A partir dos dados que cada participante providenciou à UNFCCC, é possível saber a origem da maioria. O resultado mostra que a pressão deste sector aumentou de há um ano para cá. Em 2021, na COP26 de Glasgow, existiam 503 delegados associados a interesses da indústria fóssil. Ao todo, o grupo era maior do que a delegação de qualquer outro país (os EAU tinham uma delegação bastante mais magra, com 176 integrantes). Este ano houve um aumento de 130 lobbyistas.

“É uma vergonha que não haja dificuldades burocráticas que tornem mais difícil as delegações da indústria atenderem as negociações e infiltrarem-se nas delegações dos países, enquanto as comunidades activistas que estão na linha da frente e outras categorias de pessoas que são as vítimas reais das alterações climáticas lutam contra obstáculos que tornam impossível atenderem [a convenção] ou fazerem as suas vozes serem ouvidas”, defende, num comunicado, Nnimmo Bassey, da Health of Mother Earth Foundation, uma organização que advoga pelo ambiente na Nigéria.

Capacidade de influência

Ao todo, 200 dos 636 lobbyistas integram directamente as delegações de 29 dos 194 países que estão na COP27. Ou seja, poderão ter acesso às reuniões fechadas onde se discutem os documentos que vão ser aprovados na convenção. Depois dos 70 delegados dos EAU, as maiores contribuições vêm da Rússia, com 33 delegados lobbyistas; o Congo, com 12; o Quénia, também com 12; Omã, com 11; Kuwait, com nove; Angola, com oito; e Canadá, também com oito.

Os outros 436 lobbyistas integram comitivas de organizações intergovernamentais, como a Organização de Países de Exportadores de Petróleo, ou organizações não governamentais, como a Associação do Canadá de Produtores de Petróleo, a Câmara Internacional de Comércio, a Associação de Captura e Armazenamento de Carbono, a Business Europe, a Câmara de Comércio dos Estados Unidos, entre outras.

Estes lobbyistas, como os restantes participantes da sociedade civil que estão na cimeira, não têm acesso às reuniões fechadas, nem o direito a ter uma palavra na construção dos documentos – apenas as partes e as suas delegações podem fazer isso, ou seja, os 194 países mais a União Europeia.
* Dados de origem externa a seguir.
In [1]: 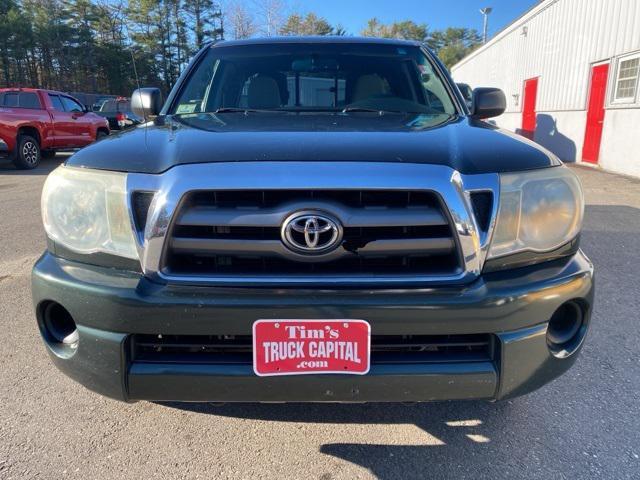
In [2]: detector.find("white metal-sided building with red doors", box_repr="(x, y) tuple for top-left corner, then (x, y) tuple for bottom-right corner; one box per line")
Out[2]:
(452, 0), (640, 176)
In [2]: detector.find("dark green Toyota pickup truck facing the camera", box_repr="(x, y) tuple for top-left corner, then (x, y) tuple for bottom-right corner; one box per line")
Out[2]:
(33, 38), (594, 402)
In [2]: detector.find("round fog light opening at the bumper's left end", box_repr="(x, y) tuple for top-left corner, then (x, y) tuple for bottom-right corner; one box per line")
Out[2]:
(38, 301), (80, 357)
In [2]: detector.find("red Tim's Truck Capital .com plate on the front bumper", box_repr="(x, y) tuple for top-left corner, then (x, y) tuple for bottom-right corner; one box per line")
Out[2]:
(253, 320), (371, 376)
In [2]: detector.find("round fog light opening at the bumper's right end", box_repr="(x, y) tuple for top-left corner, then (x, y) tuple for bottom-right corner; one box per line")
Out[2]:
(547, 300), (587, 358)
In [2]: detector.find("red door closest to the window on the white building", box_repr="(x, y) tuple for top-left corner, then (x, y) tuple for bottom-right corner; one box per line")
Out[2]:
(582, 63), (609, 163)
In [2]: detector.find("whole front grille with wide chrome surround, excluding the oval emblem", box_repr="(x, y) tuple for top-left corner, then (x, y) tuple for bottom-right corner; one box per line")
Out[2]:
(127, 161), (499, 288)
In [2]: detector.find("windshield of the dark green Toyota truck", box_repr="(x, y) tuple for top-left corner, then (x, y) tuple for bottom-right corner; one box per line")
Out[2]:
(172, 43), (456, 115)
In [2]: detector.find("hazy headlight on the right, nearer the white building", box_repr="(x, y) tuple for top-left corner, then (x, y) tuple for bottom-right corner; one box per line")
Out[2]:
(488, 167), (584, 258)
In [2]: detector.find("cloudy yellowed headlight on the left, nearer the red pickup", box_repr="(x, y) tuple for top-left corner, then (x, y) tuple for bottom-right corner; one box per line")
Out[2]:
(42, 166), (138, 259)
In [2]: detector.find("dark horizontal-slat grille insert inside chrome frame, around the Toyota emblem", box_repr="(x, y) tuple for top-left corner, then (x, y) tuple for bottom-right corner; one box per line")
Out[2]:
(163, 189), (462, 280)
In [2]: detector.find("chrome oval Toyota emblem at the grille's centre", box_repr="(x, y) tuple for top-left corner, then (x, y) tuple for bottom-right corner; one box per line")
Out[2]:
(281, 212), (342, 255)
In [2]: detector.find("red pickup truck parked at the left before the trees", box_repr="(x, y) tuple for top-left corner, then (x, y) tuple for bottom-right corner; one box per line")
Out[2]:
(0, 88), (109, 169)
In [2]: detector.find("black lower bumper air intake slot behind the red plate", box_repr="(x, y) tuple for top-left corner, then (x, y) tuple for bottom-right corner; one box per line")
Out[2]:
(132, 334), (493, 365)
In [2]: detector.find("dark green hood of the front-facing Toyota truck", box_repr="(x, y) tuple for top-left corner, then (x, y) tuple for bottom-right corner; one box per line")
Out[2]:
(67, 112), (560, 174)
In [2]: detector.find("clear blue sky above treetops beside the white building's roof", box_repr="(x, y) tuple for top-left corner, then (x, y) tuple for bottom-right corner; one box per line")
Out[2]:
(292, 0), (538, 35)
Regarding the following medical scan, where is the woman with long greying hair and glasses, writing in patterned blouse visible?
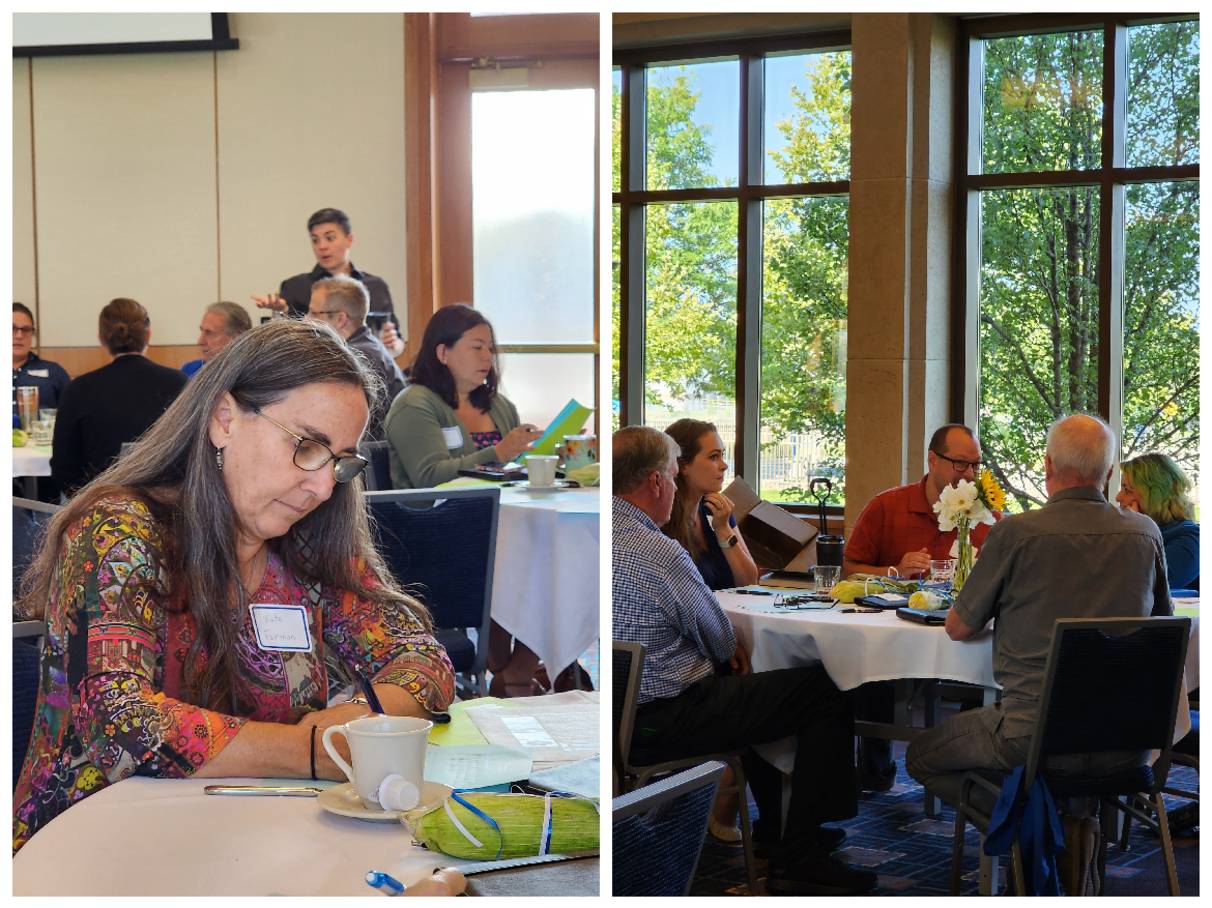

No entanto, podem andar pelo recinto, organizar painéis paralelos, conversar com os delegados e influenciar as decisões dos países.

Entre todos os lobbyistas, há representantes de empresas petrolíferas como a BP, a Chevron, a Petrochina, a Exxon Mobil, a Kwait Oil Company, a TotalEnergies, há empresas ligadas ao sector da energia como a Iberdrola e a EDP, e outras como a Rio Tinto, a JPMorgan Chase, a Bayer, etc.

“Isto acontece num momento em que as pessoas em todo o mundo estão a sofrer com dificuldades financeiras causadas por preços altos de energia e outros milhões [de pessoas estão a sofrer] por causa dos impactos desastrosos das alterações climáticas”, observa Pascoe Sabido. “Em vez de ser o início de uma acção climática real e necessária, a COP27 parece preparar-se para ser um festival dos combustíveis fósseis e dos seus amigos poluidores, impulsionado pelos recentes lucros avultados.”